Standing in a small courtyard surrounded by the walls of a seventeenth-century bishop’s palace, now the Hôtel de Ville, is a small triumphal arch which has been battered by wind and rain for twenty centuries. It is only a single arch, and considerable doubt exists as to its exact age. On the two sides there are sculptured in high relief figures of captive Gauls. The columns that form each angle of the arch are little more than fragments, but the engaged columns on the inside have suffered less. This arch was supposed by some archæologists to have some connection with the great arch at Orange, but nothing can be proved with any certainty. It remains one of those puzzling relics of the past that will continue to provoke differences of opinion until the fabric crumbles out of human sight and mingles with the dust of ages.
A little local train runs from Tarascon through vineyards, ploughed fields, and pasture lands, stopping at tiny
wayside shelters too insignificant to warrant a name. Its destination is Orgon, but about midway between the limits of its journey it stops at St. Remy, a little town of about five thousand inhabitants. This is a typical Provençal village, full of traditions, customs, and leisured existence, like hundreds of others in the Rhone valley, and but for its close proximity to the ancient Roman town of Glanum Livii, few strangers would ever walk its streets. It still retains traces of a former prosperity, and many of the houses in its quaint streets are embellished with fine portals of the Renaissance architecture.
It has had famous and illustrious citizens too, whom it honours with statues that ornament the public places. The astrologer, Nostradamus, who was patronised by the great and believed in by all, lived for some years in retirement in the little town. It was he who was indirectly responsible for the ruin of the poor imaginative man who spent his time and fortune in excavating the ground floor of the Tour Magne in the vain search for a “golden fowl.” History does not relate if the astrologer’s prediction “that a farmer would make his fortune by the discovery of a golden cock” ever did come true, or if the disappointed treasure-seeker of the Tour Magne ever sought an interview with the prophet.
The oldest inhabitants of St.

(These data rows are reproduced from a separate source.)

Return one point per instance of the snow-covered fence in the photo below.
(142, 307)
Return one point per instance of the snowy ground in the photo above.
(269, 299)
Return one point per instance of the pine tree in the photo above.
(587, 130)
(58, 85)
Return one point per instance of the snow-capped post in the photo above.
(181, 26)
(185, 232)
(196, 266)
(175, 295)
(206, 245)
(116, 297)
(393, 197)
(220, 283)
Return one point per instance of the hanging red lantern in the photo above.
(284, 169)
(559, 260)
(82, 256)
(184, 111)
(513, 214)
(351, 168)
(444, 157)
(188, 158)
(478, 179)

Remy may tell of the gradual decline in the splendour of its fate, in the merriment of its song and dance; but the youngest glory in the Sunday visits of the Cinema. Occasionally a strolling troupe of players invade the town, and in the open air, with a sad semblance of gaiety, emulate the “Jongleurs” of old in their efforts to amuse. But the men in these little villages make their own amusements, and in the summer evenings they congregate in the public squares, and under the shelter of the great plane-trees play at their game of bowls, the same game that is popular in Italy, Spain, and Portugal, and even across the Mediterranean in Tunis and Algiers. Any piece of ground, even the highway, will serve for their purpose, and casual passersby or spectators run no little risks from the balls, which are not trundled or rolled along the ground, but are thrown high through the air.
The four cafés which St. Remy boasts are large enough for its wants, and their clients, dressed in fustian, indulge with temperance in absinthe, cards, and tobacco, most of them retiring early in the evening, for St. Remy does not keep late hours like Nîmes or Arles. The Church at St. Remy is a most imposing building for so small a town; it is classic in design and modern in construction, but it is built beneath an ancient belfry with a tapering spire, Gothic and beautiful, a relic of the fourteenth century.